Ma Smith ha sempre avuto uno sguardo volto al cambiamento e se negli anni ’80 procede attraverso la sua discografia e altre collaborazioni, nei ’90 lavora sia come leader che come ospite anche in generi del tutto nuovi come l’Acid Jazz.
Nel nuovo millennio sono molti gli artisti con cui collabora, come i chitarristi Peter Bernstein e Jonathan Kreisberg ma anche star quali Norah Jones e i The Roots.
Nel 2017 viene nominato NEA Jazz Master, uno dei più grandi onori che può ricevere un jazzista, rientrando così in “un numero selezionato di leggende viventi che hanno dato contributi eccezionali al progresso del Jazz“.
Spiritualità e groove sotto le dita
Il suo stile si può definire “viscerale”, denso, con penetranti linee di basso e un bel groove, il tutto unito a linee melodiche sempre vivaci e ricercate. Uno stile, insomma, scoppiettante, come del resto era lo stesso musicista, rinomato per il suo grande senso dell’humor e un modo di presentarsi sul palco sgargiante, con le sue tuniche colorate e il suo turbante.

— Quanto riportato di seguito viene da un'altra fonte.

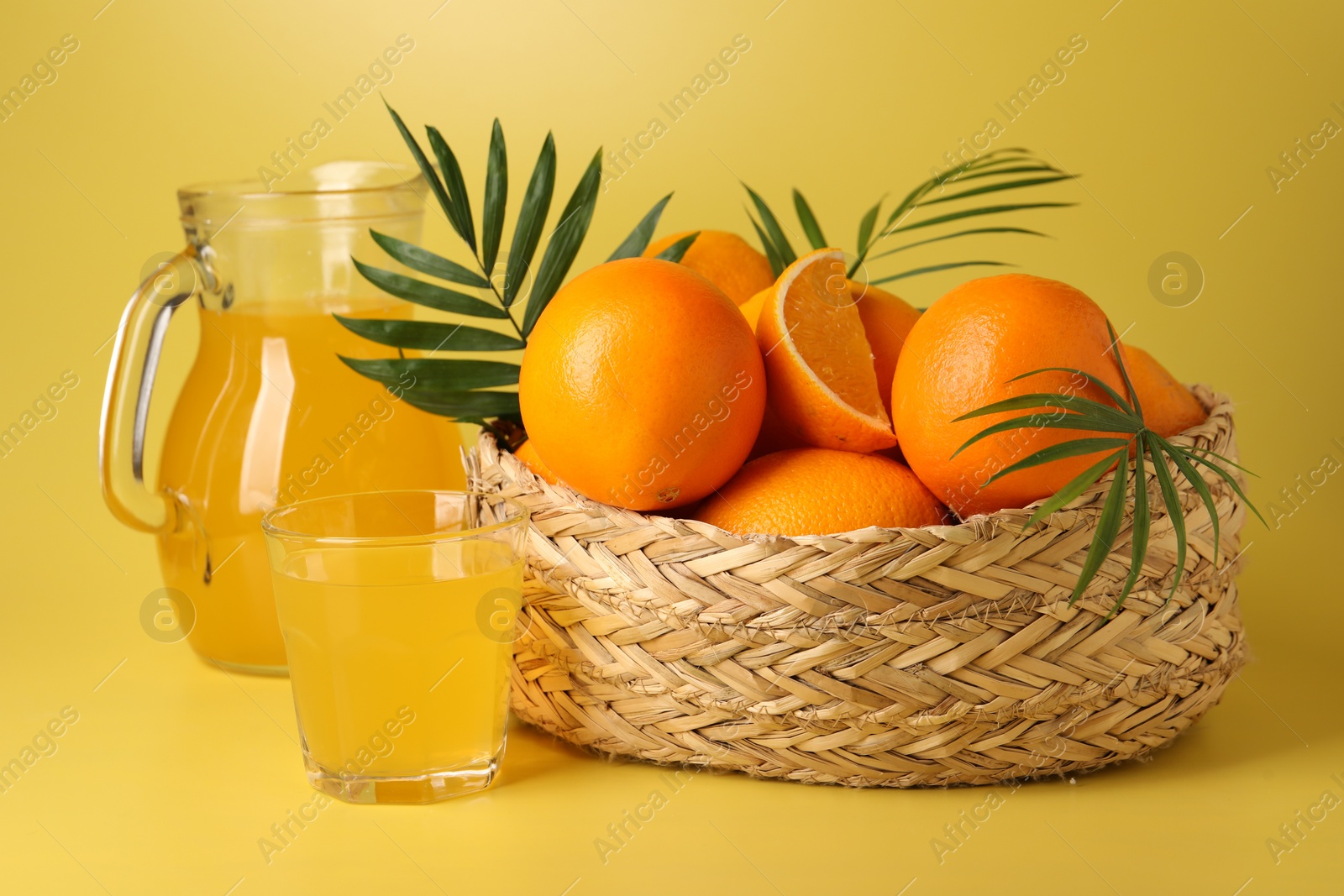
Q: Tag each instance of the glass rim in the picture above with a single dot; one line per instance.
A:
(249, 188)
(522, 515)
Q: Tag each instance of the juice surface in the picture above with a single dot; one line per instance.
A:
(396, 669)
(270, 416)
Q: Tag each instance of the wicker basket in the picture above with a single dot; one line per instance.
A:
(880, 658)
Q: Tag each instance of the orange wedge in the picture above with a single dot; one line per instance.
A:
(820, 379)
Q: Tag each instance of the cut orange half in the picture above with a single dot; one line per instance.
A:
(820, 380)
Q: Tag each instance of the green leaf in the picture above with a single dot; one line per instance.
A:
(1173, 510)
(638, 238)
(1074, 448)
(434, 374)
(496, 199)
(972, 212)
(676, 251)
(1077, 403)
(991, 188)
(1227, 461)
(770, 251)
(931, 269)
(1193, 476)
(1108, 526)
(1226, 477)
(1074, 488)
(432, 336)
(810, 222)
(1124, 374)
(960, 233)
(870, 219)
(1139, 531)
(772, 228)
(429, 295)
(531, 219)
(460, 217)
(428, 262)
(1019, 170)
(1116, 396)
(464, 405)
(564, 242)
(1046, 422)
(428, 170)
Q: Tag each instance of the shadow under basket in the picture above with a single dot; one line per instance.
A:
(880, 658)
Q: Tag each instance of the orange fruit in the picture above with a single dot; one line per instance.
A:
(1168, 406)
(528, 453)
(819, 492)
(752, 308)
(642, 385)
(817, 360)
(725, 259)
(960, 356)
(886, 322)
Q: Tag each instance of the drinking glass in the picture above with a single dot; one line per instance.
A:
(396, 610)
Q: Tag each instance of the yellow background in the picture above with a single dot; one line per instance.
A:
(1173, 113)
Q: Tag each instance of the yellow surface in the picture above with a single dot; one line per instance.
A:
(174, 772)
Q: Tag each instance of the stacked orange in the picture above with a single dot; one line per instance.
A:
(643, 387)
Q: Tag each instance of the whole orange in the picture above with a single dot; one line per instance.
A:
(1168, 406)
(960, 356)
(819, 492)
(642, 385)
(725, 259)
(528, 453)
(887, 322)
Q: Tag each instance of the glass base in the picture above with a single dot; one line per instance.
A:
(429, 788)
(282, 672)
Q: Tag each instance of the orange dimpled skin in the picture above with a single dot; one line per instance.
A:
(725, 259)
(960, 356)
(887, 322)
(1168, 406)
(822, 492)
(528, 453)
(642, 385)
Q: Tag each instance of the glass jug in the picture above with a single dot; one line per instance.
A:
(268, 414)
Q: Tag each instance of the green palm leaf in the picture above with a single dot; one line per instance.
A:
(1072, 490)
(430, 336)
(638, 238)
(866, 224)
(1085, 414)
(810, 222)
(479, 405)
(1173, 510)
(564, 242)
(770, 251)
(423, 163)
(960, 233)
(434, 374)
(676, 251)
(531, 221)
(496, 197)
(429, 295)
(1108, 527)
(460, 217)
(772, 226)
(1074, 448)
(929, 269)
(428, 262)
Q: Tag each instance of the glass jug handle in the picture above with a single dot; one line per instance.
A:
(131, 382)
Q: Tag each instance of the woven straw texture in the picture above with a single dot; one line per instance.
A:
(879, 658)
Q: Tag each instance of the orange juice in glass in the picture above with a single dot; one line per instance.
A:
(396, 610)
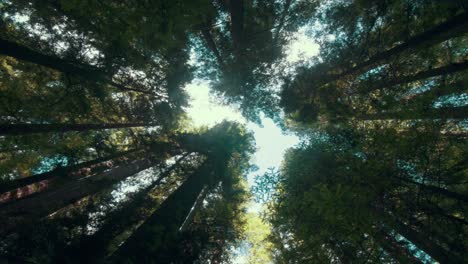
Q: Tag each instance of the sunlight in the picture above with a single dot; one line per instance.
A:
(301, 47)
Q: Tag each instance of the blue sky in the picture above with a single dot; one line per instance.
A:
(271, 142)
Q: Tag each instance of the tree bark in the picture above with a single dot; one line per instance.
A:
(48, 202)
(236, 9)
(59, 172)
(212, 45)
(392, 247)
(451, 28)
(444, 70)
(23, 129)
(429, 114)
(24, 53)
(93, 249)
(156, 236)
(449, 194)
(287, 4)
(421, 241)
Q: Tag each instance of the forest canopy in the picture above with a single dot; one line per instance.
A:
(100, 162)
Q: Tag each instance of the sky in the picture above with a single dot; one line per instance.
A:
(271, 142)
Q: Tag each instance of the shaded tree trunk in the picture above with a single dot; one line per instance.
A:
(437, 190)
(444, 70)
(396, 250)
(154, 238)
(282, 19)
(24, 53)
(94, 248)
(212, 45)
(59, 172)
(431, 114)
(48, 202)
(236, 9)
(421, 241)
(22, 129)
(453, 27)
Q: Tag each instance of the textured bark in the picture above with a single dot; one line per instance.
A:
(420, 240)
(93, 249)
(453, 27)
(282, 19)
(444, 70)
(438, 190)
(22, 129)
(236, 9)
(212, 45)
(59, 172)
(154, 238)
(24, 53)
(396, 250)
(41, 205)
(431, 114)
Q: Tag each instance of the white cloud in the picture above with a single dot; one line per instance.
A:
(301, 47)
(203, 111)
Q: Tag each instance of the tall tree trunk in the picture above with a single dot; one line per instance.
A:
(22, 129)
(421, 241)
(431, 114)
(62, 172)
(444, 70)
(94, 248)
(396, 250)
(453, 27)
(212, 45)
(236, 9)
(282, 19)
(436, 190)
(156, 236)
(24, 53)
(48, 202)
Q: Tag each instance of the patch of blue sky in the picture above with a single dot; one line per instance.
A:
(50, 163)
(452, 100)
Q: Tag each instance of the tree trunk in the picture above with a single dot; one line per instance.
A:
(449, 194)
(236, 9)
(22, 129)
(24, 53)
(444, 70)
(156, 236)
(212, 45)
(429, 114)
(94, 248)
(451, 28)
(282, 19)
(421, 241)
(62, 172)
(392, 247)
(48, 202)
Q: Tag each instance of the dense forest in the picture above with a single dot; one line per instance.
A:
(100, 163)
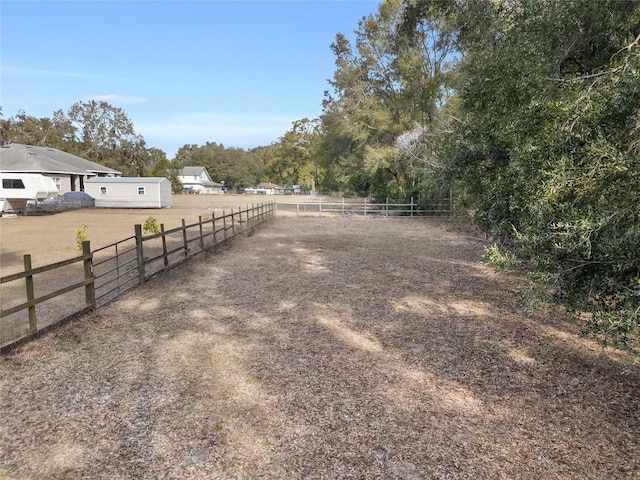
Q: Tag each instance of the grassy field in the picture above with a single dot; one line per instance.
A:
(322, 348)
(51, 238)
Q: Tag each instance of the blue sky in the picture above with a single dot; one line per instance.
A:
(185, 72)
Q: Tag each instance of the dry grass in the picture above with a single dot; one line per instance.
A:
(322, 348)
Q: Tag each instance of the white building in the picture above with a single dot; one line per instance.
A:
(17, 189)
(197, 180)
(68, 172)
(130, 192)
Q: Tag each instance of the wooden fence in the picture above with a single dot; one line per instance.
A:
(37, 299)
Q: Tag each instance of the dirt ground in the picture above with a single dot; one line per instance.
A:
(322, 348)
(51, 238)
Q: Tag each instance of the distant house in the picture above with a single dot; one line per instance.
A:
(270, 188)
(197, 180)
(69, 172)
(130, 192)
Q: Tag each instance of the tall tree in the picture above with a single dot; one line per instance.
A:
(381, 89)
(101, 129)
(547, 149)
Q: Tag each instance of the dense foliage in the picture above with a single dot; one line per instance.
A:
(547, 150)
(528, 111)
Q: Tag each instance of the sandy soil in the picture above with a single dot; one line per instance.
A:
(322, 348)
(51, 238)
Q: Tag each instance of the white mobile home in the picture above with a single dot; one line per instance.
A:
(130, 192)
(17, 189)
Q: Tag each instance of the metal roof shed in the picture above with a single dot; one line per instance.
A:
(130, 192)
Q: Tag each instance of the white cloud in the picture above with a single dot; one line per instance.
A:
(34, 72)
(241, 131)
(121, 99)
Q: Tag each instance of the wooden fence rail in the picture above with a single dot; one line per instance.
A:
(110, 271)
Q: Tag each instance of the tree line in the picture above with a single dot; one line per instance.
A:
(528, 111)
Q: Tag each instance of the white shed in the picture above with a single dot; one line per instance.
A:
(130, 192)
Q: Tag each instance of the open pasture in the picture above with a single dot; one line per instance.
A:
(325, 347)
(51, 238)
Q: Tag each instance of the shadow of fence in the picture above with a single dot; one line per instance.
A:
(35, 300)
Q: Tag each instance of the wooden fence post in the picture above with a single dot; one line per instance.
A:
(213, 224)
(164, 246)
(224, 225)
(89, 282)
(201, 237)
(184, 239)
(140, 253)
(33, 323)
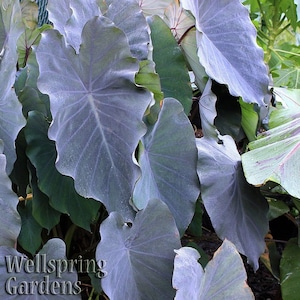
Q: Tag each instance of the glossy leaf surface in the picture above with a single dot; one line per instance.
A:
(224, 277)
(143, 254)
(97, 111)
(169, 170)
(227, 48)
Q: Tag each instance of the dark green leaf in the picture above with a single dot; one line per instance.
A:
(10, 222)
(42, 278)
(30, 234)
(11, 118)
(59, 188)
(170, 64)
(290, 271)
(128, 16)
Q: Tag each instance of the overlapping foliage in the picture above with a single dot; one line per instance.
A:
(106, 94)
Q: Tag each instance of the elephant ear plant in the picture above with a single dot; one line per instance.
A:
(95, 130)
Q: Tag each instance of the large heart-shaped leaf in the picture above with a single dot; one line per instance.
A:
(139, 260)
(69, 18)
(290, 270)
(127, 15)
(224, 276)
(59, 188)
(237, 210)
(48, 276)
(227, 48)
(10, 222)
(170, 64)
(169, 170)
(275, 156)
(97, 111)
(11, 118)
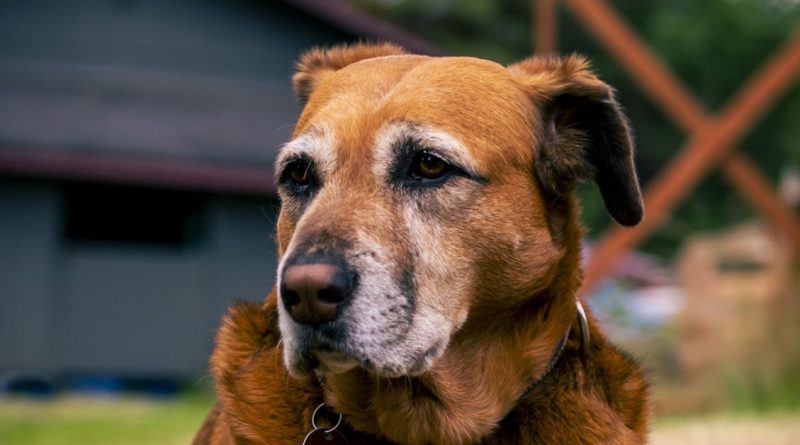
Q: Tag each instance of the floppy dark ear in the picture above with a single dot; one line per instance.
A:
(316, 63)
(583, 135)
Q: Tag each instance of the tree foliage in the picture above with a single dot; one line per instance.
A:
(712, 46)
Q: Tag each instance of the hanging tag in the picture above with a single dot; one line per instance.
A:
(319, 436)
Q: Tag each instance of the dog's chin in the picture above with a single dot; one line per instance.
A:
(327, 362)
(334, 362)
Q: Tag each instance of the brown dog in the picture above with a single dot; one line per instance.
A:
(430, 248)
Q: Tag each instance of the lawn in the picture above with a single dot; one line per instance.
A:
(122, 421)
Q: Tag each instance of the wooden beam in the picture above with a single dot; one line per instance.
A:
(702, 152)
(656, 80)
(545, 26)
(663, 87)
(756, 189)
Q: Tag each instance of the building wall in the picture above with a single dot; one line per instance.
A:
(120, 308)
(199, 82)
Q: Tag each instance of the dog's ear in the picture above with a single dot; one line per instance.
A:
(316, 63)
(582, 134)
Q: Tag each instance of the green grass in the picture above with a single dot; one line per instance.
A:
(72, 420)
(123, 421)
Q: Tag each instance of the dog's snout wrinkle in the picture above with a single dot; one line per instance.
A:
(312, 293)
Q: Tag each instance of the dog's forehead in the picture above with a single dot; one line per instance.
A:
(476, 101)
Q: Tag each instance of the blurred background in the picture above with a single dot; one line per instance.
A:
(137, 200)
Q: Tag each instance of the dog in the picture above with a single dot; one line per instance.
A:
(429, 251)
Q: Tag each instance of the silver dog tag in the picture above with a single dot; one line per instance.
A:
(320, 437)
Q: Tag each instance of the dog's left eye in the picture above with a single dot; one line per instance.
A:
(426, 165)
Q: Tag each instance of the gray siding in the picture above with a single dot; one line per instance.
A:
(121, 309)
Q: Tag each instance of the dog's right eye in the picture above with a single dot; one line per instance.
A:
(298, 175)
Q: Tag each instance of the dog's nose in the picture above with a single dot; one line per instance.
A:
(313, 293)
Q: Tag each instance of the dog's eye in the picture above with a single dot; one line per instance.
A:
(299, 175)
(426, 165)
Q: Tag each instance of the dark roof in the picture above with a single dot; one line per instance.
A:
(205, 107)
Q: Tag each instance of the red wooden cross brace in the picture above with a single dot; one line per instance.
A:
(711, 137)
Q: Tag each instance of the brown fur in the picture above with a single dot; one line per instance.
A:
(512, 260)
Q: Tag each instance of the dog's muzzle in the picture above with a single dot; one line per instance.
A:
(314, 291)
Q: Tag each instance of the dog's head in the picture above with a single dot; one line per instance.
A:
(417, 188)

Pur tuttavia, è anche ricordato come musicista dal carattere mai arrogante o sopra le righe, sempre affine all’elegante danza delle sue dita quando iniziavano a muoversi sull’organo. E si tratta, infatti, dell’altra faccia della (sua) mediaglia, comunque positiva, quella fatta di passaggi musicali eterei e avvolgenti.
Il suo turbante, del resto, più che un preciso significato religioso è il simbolo di una grande spiritualità interiore, di un legame universale basato sull’amore e il rispetto reciproco (un “amore supremo”, concetto abbracciato a suo modo anche da John Coltrane).
Anche il prefisso “Dr.” non è ovviamente un titolo accaddemico, ma ha avuto due valenze, una più metaforica, l’altra più pratica: nel primo caso, serviva a esprimere il suo essere uno scrupoloso praticante/osservante dell’arte musicale, nel secondo caso a distinguerlo dall’omonimo tastierista Lonnie Liston Smith (solista con i suoi Cosmic Echoes e attivo negli anni ’70 con Miles Davis, Gato Barbieri, Pharoah Sanders, Marvin Gaye e altri).
Dobbiamo quindi dare addio a questo straordinario musicista, strappatoci via quando ancora, con ogni probabilità, avrebbe potuto regalarci qualche altra rara perla musicale.
Ma la sua arte e la sua fama resteranno scolpite nel granito, anzi, nell’avorio di una tastiera che anche se ora è ferma, suona ancora.